Linker: A Rust story?

For the last couple of years I’ve been building, and rebuilding, a simple test application called linker. And, now during the last month I’ve rewritten it from JVM/Kotlin to Rust to compare potential benefits to each approach.

The primary purpose of the application is simple, traverse and index a source directory and compare the index against one or more target directories to see which of the items from the source directory are not present in either of the target directories. Based on the configuration, it can also create the missing symbolic links from one of the target directories back to the source directory.

History Link to heading

The application have already been through a couple of rewrites, the first version was written in golang (back in ‘14 or ‘15).

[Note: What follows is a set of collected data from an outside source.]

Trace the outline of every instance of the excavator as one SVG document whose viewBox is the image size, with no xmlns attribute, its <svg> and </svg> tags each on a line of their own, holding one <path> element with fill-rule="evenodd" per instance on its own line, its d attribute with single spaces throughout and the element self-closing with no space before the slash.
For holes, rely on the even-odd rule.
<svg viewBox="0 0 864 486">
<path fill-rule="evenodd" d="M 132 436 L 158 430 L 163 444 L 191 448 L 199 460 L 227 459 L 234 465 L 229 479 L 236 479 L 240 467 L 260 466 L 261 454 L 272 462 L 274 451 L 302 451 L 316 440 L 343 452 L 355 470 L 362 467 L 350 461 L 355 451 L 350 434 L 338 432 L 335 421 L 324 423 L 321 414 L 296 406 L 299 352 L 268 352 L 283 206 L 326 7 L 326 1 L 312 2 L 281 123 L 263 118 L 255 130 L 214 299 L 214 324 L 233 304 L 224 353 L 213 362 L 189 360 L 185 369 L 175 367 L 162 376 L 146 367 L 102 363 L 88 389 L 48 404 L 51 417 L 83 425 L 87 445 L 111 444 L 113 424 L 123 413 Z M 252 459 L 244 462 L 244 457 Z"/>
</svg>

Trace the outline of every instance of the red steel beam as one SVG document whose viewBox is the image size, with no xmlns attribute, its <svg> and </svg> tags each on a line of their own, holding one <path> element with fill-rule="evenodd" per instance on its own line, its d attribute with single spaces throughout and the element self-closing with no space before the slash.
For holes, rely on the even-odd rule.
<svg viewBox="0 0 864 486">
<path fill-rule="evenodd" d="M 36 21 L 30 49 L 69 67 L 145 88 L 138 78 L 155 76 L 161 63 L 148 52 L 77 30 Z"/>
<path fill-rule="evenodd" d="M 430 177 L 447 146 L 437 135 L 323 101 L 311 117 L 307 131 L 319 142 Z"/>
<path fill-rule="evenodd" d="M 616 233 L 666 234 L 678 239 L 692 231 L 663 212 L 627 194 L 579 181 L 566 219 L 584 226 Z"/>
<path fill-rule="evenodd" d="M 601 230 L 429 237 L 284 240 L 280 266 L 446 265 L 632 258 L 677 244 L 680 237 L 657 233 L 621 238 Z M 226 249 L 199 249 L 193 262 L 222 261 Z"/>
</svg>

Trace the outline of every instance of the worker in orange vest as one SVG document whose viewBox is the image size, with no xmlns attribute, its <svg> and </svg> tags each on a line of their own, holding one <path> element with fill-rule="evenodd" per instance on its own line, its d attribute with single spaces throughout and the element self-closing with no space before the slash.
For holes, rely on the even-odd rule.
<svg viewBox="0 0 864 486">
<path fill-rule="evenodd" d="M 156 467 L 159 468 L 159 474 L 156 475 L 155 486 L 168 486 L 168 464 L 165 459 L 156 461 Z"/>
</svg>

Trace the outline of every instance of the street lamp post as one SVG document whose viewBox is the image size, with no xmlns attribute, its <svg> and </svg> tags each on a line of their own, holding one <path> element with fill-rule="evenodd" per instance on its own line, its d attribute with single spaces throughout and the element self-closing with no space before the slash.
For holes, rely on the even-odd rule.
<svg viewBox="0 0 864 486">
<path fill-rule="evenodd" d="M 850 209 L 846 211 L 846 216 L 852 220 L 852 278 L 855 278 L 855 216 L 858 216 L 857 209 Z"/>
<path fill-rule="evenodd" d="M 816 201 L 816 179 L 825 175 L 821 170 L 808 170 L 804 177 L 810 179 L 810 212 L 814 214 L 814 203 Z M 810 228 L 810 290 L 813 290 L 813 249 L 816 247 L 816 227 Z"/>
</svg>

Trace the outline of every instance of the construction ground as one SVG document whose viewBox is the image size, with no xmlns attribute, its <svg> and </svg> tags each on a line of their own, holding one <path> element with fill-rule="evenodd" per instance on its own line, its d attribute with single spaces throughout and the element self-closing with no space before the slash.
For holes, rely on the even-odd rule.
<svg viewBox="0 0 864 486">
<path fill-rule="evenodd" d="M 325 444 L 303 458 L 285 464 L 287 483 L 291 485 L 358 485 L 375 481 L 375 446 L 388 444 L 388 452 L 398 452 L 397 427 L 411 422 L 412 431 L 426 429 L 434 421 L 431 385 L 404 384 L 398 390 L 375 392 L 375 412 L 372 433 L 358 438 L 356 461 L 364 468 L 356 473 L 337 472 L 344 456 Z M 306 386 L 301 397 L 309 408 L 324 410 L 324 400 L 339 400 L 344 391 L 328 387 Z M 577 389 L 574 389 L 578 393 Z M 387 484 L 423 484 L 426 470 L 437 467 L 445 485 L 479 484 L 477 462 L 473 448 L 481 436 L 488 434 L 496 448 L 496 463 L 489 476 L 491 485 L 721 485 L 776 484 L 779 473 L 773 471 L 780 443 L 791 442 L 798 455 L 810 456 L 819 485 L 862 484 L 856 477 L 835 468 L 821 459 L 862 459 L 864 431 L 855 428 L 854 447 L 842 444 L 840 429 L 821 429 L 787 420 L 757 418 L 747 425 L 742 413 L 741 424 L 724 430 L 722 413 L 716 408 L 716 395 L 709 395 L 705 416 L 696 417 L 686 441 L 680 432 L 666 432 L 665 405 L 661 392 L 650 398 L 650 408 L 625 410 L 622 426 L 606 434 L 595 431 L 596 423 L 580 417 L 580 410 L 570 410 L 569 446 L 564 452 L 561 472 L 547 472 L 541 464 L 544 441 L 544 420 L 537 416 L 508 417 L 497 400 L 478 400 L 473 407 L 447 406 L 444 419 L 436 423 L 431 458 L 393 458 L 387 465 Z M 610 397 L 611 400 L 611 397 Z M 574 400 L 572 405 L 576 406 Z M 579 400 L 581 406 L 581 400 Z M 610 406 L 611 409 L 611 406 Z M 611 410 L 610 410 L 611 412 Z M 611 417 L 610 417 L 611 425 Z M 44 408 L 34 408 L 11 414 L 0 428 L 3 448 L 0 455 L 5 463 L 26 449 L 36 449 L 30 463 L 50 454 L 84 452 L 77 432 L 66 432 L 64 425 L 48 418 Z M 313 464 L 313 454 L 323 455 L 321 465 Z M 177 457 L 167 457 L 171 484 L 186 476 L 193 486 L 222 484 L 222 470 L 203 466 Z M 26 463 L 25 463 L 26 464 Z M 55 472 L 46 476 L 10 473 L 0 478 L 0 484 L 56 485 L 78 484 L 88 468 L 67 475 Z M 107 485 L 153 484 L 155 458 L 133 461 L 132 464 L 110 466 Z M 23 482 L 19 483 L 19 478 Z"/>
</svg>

Second version was in PHP, might be an odd choice, but it still was my primary language at the time. The third iteration was in Java, which was later migrated into Kotlin.

And, now I’ve rewritten it in Rust, the primary reason is to attempt to reduce size, both while running and “on disk”. One added bonus is that I get to try Rust with a more realistic use case. This is my first real world exposure to Rust, which probably can be seen in my naive implementation.

Containers Link to heading

Since the JVM/Java iterations, the deployment has been done via a container. Working with containers there are usually metrics that are of interest (there are certainly a lot more things to measure, but these are my current focus):

Size of the build container, used when building the app in a CI/CD pipeline.
Size of the runtime container, both base image and application.

These metrics are collected using the docker images command on the host machine.

Please note, that these metrics are not meant to be generalisations of JVM vs Rust, but only the findings from my specific use case.

Build containers Link to heading

The containers used in the CI/CD pipeline for building and testing the application are:

Purpose	Name	Size
Build and test JVM of application	gradle:6.7.0-jdk15	790MB
Build Rust of application	rust:slim-buster	621MB
Test Rust of application	rustlang/rust:nightly-slim	1.07GB
~~Build Rust of application~~¹	rust:alpine	700MB
~~Test Rust of application~~¹	rustlang/rust:nightly	1.69GB

As we can see, the Rust pipeline requires us to use two separate containers. However, this is most likely only a temporary issue and won’t be necessary once support for test coverage is available in stable Rust.

Runtime containers Link to heading

The containers used to run the actual application, including base images, are:

Purpose	Name	Size
JVM application base image	openjdk:15-alpine	343MB
JVM application	registry.gitlab.com/rahome/linker	350MB
Rust application base image	debian:buster-slim	69.3MB
Rust application	registry.gitlab.com/rahome/rust-linker	76.1MB
~~Rust application base image~~¹	alpine:latest	5.61MB
~~Rust application (alpine)~~¹	registry.gitlab.com/rahome/rust-linker	11.9MB

As we can see, the actual applications regardless of runtime are similar in size, however the base image used for the JVM application is significantly larger. I know that a JDK image might not be optimal, but I’ve not found a better image available.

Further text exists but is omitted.